Hacker News new | ask | show | jobs
Ask HN: Grep like tools for full text search?
9 points by joiguru 1596 days ago
Hello,

Like many in this community, I maintain my notes in text files. I am looking for command line tools that I can use to index and search them.

Are there existing tools that do that? My google skills are are not producing good results.

Thanks

6 comments

I use Recoll:

https://www.lesbonscomptes.com/recoll/

There is a GUI, but it has a perfectly serviceable command-line interface as well. For example, this command lists all files with the exact phrase 'moved permanently':

    recoll -t -l '"moved permanently"'
And this command finds all files ending in '.py' and under a directory called 'Dropbox' that contain the exact words "import" and "logging":

    recoll -t -l "ext:py dir:Dropbox/ Import Logging"
It can take some time and effort to configure, but I have found it to be well worth it.
You may get some mileage out of Swish-e[1].
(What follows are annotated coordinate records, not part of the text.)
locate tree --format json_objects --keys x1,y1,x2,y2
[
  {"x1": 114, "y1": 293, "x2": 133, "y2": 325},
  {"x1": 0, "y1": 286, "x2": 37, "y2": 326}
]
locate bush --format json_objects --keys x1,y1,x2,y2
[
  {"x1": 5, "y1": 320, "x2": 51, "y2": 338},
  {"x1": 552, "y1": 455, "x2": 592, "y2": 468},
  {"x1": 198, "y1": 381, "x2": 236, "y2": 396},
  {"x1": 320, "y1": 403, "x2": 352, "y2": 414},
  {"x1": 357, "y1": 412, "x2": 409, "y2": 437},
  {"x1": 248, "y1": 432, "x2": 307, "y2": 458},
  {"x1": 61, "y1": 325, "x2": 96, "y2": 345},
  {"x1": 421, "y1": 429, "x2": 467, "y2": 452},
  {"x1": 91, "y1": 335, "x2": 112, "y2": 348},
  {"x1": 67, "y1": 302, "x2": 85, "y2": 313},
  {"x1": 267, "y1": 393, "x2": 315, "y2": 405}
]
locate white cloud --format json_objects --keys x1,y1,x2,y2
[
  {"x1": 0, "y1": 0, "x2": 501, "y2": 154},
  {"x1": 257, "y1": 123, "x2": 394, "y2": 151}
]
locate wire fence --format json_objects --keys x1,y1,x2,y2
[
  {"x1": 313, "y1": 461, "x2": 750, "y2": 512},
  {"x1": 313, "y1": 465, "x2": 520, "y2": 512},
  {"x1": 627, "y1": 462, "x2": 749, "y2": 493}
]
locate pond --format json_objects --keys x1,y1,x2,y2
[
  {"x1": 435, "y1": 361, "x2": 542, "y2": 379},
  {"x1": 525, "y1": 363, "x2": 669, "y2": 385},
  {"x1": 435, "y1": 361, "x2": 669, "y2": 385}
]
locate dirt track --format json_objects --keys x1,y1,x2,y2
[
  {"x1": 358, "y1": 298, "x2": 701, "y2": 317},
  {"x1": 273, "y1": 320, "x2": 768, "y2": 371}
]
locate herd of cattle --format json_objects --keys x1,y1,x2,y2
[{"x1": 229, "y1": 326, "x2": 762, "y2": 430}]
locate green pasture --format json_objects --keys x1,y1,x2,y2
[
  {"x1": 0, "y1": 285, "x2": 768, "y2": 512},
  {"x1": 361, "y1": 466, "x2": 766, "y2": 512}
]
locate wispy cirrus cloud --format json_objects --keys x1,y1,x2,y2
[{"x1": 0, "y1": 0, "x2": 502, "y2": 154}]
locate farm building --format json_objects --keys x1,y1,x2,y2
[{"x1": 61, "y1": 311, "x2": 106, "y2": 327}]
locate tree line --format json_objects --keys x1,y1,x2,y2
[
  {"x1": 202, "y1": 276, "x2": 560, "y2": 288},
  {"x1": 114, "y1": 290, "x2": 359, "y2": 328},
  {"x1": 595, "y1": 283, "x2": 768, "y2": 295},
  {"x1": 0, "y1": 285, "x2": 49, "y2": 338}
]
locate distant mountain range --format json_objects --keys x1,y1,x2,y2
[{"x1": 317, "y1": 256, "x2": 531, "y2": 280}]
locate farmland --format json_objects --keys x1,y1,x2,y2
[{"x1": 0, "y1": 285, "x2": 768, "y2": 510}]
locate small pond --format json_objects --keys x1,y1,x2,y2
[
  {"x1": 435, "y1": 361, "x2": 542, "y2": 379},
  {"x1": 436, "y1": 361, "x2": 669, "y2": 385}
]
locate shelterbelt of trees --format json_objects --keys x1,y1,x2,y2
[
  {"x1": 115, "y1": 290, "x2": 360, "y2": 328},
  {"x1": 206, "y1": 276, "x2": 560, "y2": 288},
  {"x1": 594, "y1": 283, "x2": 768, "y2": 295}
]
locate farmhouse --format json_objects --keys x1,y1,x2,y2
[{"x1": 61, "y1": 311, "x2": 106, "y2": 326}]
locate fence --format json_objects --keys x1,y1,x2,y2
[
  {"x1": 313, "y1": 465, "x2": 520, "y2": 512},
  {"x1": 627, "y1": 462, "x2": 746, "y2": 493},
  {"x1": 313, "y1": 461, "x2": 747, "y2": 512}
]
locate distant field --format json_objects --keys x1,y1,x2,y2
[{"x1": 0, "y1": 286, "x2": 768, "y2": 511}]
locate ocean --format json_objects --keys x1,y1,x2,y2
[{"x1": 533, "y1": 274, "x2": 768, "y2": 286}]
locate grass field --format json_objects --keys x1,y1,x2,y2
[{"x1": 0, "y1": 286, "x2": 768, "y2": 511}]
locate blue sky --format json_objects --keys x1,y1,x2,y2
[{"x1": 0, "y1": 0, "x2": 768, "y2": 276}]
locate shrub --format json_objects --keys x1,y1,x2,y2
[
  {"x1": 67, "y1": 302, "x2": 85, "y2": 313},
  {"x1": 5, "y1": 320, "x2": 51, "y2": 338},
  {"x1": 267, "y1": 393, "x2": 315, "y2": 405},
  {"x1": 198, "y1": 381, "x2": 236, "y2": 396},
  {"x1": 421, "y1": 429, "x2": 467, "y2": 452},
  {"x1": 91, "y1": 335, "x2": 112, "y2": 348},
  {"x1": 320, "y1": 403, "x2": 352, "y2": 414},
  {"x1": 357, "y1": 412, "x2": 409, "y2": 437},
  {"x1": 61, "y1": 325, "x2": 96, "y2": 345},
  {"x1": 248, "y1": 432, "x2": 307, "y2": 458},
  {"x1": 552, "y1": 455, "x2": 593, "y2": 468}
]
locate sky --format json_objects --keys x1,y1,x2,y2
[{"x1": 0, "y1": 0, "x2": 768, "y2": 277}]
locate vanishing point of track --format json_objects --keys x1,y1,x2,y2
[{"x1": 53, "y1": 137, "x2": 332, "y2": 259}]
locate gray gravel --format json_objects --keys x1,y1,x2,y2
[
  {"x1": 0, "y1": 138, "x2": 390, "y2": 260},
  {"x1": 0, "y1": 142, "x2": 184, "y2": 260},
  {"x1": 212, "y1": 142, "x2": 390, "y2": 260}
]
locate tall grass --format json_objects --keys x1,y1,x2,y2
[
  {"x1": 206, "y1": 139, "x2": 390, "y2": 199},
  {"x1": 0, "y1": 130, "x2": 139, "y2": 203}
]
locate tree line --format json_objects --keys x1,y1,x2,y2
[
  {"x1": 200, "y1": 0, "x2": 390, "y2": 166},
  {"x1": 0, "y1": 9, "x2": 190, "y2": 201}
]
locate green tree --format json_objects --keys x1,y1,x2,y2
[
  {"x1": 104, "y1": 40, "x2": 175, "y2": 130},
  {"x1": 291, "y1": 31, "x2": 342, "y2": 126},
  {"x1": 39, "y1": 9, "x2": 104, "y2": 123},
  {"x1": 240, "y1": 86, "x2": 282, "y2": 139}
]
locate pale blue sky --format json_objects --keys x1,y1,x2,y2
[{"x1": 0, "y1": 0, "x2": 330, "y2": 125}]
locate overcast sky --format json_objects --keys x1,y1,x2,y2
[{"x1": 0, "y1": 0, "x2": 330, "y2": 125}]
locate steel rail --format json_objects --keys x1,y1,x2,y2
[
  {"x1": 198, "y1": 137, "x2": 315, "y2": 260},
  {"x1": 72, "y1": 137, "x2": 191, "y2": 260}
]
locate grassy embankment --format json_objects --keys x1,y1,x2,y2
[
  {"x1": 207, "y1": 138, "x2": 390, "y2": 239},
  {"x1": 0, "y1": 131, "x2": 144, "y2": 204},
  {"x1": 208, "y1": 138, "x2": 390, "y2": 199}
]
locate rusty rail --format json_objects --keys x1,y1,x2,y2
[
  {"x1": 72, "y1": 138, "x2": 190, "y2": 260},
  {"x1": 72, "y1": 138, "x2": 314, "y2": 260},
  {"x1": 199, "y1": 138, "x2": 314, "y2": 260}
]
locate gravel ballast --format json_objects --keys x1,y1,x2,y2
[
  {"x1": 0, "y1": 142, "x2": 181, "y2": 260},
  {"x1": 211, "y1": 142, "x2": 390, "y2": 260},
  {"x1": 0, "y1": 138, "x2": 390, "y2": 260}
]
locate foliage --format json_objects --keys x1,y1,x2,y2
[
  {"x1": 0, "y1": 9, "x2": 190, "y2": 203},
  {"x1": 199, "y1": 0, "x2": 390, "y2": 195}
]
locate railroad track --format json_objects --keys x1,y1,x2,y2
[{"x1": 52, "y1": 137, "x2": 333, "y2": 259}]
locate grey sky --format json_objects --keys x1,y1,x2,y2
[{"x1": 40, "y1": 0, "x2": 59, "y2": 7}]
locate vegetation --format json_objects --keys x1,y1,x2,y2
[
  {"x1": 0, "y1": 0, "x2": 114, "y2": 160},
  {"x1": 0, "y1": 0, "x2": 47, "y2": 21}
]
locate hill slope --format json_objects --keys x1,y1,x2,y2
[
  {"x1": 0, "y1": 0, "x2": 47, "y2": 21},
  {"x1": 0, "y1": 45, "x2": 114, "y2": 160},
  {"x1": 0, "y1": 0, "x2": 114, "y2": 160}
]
And while it's not it's primary purpose, Lucene comes with some CLI programs[2]. They are there mainly as a demo, but if you feel like writing some code you might be able to adapt that to your needs.

[1]: https://www.esa.org/tiee/search/html/readme.html

[2]: https://lucene.apache.org/core/3_5_0/demo.html

Why not grep? Are you saying you want full text search with like, stemming and result ranking?

If I can piggyback on your question, my notes are in Word files and I sure wish I could grep those. I bet none of the answers at https://superuser.com/questions/70343/grep-in-microsoft-word work any more because Microsoft will keep changing the file format.

Because grep is not a "full text search tool".

Full text search [1] is different from regular expression search.

[1] https://en.wikipedia.org/wiki/Full-text_search

I use this for searching through multi repo setups for code, it should be great for multiple text documents:

AG: The Silver Searcher https://github.com/ggreer/the_silver_searcher

You search inside file using grep.

grep -Ril "term"

Ripgrep is good.
ripgrep is, great, but it's a regexp search not full text. Full text search includes stemming.